Costuma-se dizer que a situação das escolas municipais de Curitiba é melhor do que a das estaduais. A escola municipal mais próxima da minha casa, no bairro São Braz, tem Ideb 6,8, acima da média da capital (6,5), e bem superior à média nacional (5,8). Antes da pandemia, no recreio, as crianças brincavam no pátio de terra. Há uma quadra coberta, mas a cobertura só funciona se não chover muito – tampouco há uma estrutura coberta para as crianças chegarem até lá. Agora, os professores estão trabalhando de casa, em seus computadores pessoais, pagando por sua própria internet, sem qualquer suporte material da prefeitura. Após 8 meses com as crianças fora da sala de aula, na semana passada algumas escolas privadas retomaram as atividades. No setor público, no entanto, não há qualquer previsão de retorno – se existe um plano, não sabemos qual é. Por que achamos que tudo isso é aceitável?
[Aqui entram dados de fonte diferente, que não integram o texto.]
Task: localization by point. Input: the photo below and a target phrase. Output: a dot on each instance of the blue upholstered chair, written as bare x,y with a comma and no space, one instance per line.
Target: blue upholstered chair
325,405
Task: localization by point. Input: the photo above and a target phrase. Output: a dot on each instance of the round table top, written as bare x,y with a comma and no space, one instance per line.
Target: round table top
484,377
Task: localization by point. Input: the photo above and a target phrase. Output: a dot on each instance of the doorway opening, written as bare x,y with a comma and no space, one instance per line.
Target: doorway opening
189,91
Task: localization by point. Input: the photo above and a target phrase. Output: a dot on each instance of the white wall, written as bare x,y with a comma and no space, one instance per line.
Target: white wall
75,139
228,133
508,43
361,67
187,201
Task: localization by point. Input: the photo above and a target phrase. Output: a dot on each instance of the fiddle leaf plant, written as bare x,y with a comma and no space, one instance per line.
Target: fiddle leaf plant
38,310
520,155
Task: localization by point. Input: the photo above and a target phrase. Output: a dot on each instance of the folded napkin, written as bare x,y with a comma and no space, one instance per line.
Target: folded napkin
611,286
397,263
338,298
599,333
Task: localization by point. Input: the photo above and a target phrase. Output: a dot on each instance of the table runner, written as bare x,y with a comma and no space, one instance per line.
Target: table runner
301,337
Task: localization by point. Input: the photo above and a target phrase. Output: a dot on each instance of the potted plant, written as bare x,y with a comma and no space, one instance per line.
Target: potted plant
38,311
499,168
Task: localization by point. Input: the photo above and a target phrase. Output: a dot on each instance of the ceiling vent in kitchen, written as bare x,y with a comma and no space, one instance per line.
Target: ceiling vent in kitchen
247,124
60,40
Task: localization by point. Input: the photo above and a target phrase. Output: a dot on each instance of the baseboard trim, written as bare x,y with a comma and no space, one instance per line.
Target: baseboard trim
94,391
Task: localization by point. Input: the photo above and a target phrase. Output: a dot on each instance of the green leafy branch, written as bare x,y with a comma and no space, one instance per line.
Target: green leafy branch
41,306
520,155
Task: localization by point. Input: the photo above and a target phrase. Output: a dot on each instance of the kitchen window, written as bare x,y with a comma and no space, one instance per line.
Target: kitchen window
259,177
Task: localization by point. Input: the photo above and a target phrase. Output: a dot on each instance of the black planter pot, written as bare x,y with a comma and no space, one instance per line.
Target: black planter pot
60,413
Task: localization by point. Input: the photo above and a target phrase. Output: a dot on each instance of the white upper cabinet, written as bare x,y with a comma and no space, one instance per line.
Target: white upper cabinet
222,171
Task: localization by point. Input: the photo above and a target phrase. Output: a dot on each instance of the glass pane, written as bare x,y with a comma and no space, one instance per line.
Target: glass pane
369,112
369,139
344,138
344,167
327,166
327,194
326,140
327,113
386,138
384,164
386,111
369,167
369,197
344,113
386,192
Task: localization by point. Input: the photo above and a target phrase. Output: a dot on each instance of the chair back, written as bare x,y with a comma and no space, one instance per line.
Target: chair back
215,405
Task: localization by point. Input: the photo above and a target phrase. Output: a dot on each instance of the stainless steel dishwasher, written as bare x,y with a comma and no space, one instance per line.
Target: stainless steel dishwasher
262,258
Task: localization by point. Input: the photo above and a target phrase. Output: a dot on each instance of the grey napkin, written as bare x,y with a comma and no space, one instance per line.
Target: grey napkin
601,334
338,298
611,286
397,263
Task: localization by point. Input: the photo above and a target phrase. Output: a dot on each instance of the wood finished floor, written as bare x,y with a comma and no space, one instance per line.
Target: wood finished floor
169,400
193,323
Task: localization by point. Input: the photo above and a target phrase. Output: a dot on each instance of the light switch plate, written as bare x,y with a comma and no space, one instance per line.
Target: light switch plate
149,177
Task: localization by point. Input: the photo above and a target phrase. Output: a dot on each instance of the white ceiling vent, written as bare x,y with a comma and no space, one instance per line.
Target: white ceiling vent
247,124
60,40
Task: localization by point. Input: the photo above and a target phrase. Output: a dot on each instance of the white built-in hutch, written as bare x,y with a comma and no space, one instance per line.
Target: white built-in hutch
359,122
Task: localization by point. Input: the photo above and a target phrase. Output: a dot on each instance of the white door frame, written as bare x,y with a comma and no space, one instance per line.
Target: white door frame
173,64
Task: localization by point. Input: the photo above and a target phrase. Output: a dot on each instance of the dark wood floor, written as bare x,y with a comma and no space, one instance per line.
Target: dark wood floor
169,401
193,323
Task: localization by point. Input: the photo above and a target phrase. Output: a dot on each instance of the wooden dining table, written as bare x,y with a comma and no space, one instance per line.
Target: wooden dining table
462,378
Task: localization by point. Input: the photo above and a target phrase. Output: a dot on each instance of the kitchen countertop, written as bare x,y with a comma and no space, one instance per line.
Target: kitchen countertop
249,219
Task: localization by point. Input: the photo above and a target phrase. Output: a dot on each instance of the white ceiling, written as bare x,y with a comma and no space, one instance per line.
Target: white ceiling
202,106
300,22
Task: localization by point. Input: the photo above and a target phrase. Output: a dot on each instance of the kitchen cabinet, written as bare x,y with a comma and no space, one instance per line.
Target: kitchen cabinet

Uma vez ouvi de um arquiteto que é possível enxergar nos prédios mais destacados de uma sociedade os valores que ela prioriza. Do ponto de vista arquitetônico, as escolas públicas brasileiras talvez só não sejam piores do que os presídios. Haverá outro sinal mais evidente de nosso desprezo pela educação pública do que este? Por que aceitamos passivamente que os prédios de nossas escolas sejam tão precários, que as condições de trabalho dos profissionais da educação, que envolvem muito mais do que os espaços físicos em que atuam, sejam tão ruins? E por que tão poucos cidadãos, empresas e universidades, inclusive as públicas, se envolvem diretamente com a vida cotidiana das escolas?

Parece que deixamos passar uma oportunidade de procurar respostas a estas perguntas. Daqui a dois anos, em eleições para deputados, governadores e presidente, poderemos revisitá-las, as perguntas e as escolas. Mas será que elas realmente nos interessam?